On Wed, Nov 21, 2018 at 09:18:19AM +0100, Peter Zijlstra wrote:
> On Tue, Nov 20, 2018 at 11:40:22PM +0100, Frederic Weisbecker wrote:
> > On Tue, Nov 20, 2018 at 03:23:06PM +0100, Peter Zijlstra wrote:
> > > On Wed, Nov 14, 2018 at 03:46:04AM +0100, Frederic Weisbecker wrote:
> > >
> > > > +void kcpustat_cputime(struct kernel_cpustat *kcpustat, int cpu,
> > > > + u64 *user, u64 *nice, u64 *system,
> > > > + u64 *guest, u64 *guest_nice)
> > > > +{
> > > > + struct task_struct *curr;
> > > > + struct vtime *vtime;
> > > > + int err;
> > > > +
> > > > + if (!vtime_accounting_enabled()) {
> > > > + kcpustat_cputime_raw(kcpustat, user, nice,
> > > > + system, guest, guest_nice);
> > > > + return;
> > > > + }
> > > > +
> > > > + rcu_read_lock();
> > > > +
> > > > + do {
> > > > + curr = rcu_dereference(kcpustat->curr);
> > >
> > > Like I explained earlier; I don't think the above is correct.

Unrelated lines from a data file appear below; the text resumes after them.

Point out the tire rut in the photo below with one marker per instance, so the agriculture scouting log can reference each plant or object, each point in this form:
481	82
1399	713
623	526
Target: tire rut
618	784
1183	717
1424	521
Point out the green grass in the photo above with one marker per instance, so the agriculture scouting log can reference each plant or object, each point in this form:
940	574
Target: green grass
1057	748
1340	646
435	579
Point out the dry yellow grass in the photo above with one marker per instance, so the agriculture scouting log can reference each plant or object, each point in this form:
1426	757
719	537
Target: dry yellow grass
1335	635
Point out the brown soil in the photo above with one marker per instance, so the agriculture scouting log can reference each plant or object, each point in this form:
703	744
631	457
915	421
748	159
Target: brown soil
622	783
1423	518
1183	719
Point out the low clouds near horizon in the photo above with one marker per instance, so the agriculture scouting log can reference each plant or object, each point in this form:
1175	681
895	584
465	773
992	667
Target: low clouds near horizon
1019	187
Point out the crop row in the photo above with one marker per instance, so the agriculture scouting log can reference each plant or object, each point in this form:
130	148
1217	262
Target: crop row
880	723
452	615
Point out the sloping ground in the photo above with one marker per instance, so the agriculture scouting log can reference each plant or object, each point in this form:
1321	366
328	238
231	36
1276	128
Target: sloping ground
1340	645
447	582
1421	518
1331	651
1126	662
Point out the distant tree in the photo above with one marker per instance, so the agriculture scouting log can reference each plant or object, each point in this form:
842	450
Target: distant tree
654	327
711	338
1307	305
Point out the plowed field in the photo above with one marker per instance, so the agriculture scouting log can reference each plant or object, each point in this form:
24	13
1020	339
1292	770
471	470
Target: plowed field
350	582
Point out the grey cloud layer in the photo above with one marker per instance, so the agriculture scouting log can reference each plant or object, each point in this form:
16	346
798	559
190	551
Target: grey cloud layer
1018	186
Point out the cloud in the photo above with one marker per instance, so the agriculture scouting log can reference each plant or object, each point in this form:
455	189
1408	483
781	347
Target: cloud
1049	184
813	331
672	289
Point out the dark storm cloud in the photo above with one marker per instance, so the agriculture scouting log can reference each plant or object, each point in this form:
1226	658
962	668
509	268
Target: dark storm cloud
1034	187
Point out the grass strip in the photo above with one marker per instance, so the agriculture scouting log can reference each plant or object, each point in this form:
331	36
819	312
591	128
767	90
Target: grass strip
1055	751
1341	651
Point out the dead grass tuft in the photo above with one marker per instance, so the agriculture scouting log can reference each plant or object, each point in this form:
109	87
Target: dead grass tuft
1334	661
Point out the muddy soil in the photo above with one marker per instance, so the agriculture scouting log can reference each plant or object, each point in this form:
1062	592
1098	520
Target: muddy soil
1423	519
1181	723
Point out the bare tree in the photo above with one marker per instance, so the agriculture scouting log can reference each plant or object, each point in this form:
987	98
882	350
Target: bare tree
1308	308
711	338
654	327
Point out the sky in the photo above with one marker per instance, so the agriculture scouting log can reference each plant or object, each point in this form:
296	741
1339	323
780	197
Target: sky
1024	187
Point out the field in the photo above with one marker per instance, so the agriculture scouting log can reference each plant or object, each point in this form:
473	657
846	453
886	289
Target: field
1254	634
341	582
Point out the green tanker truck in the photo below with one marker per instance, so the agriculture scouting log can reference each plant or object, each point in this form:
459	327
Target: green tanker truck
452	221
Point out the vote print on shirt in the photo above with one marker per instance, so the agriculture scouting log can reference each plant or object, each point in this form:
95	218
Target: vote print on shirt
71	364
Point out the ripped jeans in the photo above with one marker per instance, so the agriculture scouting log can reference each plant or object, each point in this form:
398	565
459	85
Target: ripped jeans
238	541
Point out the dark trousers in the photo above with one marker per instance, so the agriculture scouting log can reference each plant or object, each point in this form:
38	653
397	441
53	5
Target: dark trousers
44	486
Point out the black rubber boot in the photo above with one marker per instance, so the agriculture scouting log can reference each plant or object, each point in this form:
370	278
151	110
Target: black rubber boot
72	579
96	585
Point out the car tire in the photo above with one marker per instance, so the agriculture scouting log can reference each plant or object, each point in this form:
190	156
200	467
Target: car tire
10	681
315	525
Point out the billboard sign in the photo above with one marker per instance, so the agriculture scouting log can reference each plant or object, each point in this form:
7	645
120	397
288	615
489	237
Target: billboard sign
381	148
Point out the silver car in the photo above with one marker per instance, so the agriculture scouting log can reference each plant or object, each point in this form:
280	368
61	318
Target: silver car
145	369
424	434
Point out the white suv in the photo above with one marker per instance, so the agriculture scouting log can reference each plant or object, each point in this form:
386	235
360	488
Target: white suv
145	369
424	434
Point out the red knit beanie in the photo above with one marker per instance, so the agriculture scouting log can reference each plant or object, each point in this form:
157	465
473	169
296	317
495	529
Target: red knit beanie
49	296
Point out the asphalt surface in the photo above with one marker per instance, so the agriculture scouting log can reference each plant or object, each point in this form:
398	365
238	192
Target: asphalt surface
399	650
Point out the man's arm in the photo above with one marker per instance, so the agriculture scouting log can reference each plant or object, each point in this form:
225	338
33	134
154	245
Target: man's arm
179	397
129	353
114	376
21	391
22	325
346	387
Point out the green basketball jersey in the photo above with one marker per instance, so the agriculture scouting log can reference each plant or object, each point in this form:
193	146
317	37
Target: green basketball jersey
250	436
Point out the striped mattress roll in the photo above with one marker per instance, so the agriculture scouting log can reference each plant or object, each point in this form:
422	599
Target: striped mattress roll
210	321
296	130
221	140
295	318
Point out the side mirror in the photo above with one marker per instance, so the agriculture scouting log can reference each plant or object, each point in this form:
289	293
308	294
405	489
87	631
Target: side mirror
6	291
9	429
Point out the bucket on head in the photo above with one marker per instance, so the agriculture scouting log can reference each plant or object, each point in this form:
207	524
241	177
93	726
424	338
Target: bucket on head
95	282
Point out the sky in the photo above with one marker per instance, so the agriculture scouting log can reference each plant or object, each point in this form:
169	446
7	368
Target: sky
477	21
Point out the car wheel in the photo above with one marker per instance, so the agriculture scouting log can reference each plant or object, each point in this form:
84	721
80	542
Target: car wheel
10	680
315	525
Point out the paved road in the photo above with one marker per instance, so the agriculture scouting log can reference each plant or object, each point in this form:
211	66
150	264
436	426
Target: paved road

> > > task_struct is itself not RCU protected.
> >
> > But there is at least one put_task_struct() that is enqueued as an RCU
> > callback
> > on release_task(). That patchset (try to) make sure that kcpustat->curr
> > can't
> > be assigned beyond that point.
> >
> > Or did I misunderstand something?
>
> Yeah; release_task() is not the normal exit path. Oleg can probably
> remember how all that works, because I always get lost there :-/
>
> In any case, have a look at task_rcu_dereference(), but that still does
> not explain the rcu_assign_pointer() stuff you use to set
> kcpustat->curr.
Also, why do you need kcpustat->curr at all, the above function has
@cpu, so you can equally use cpu_curr(cpu), no?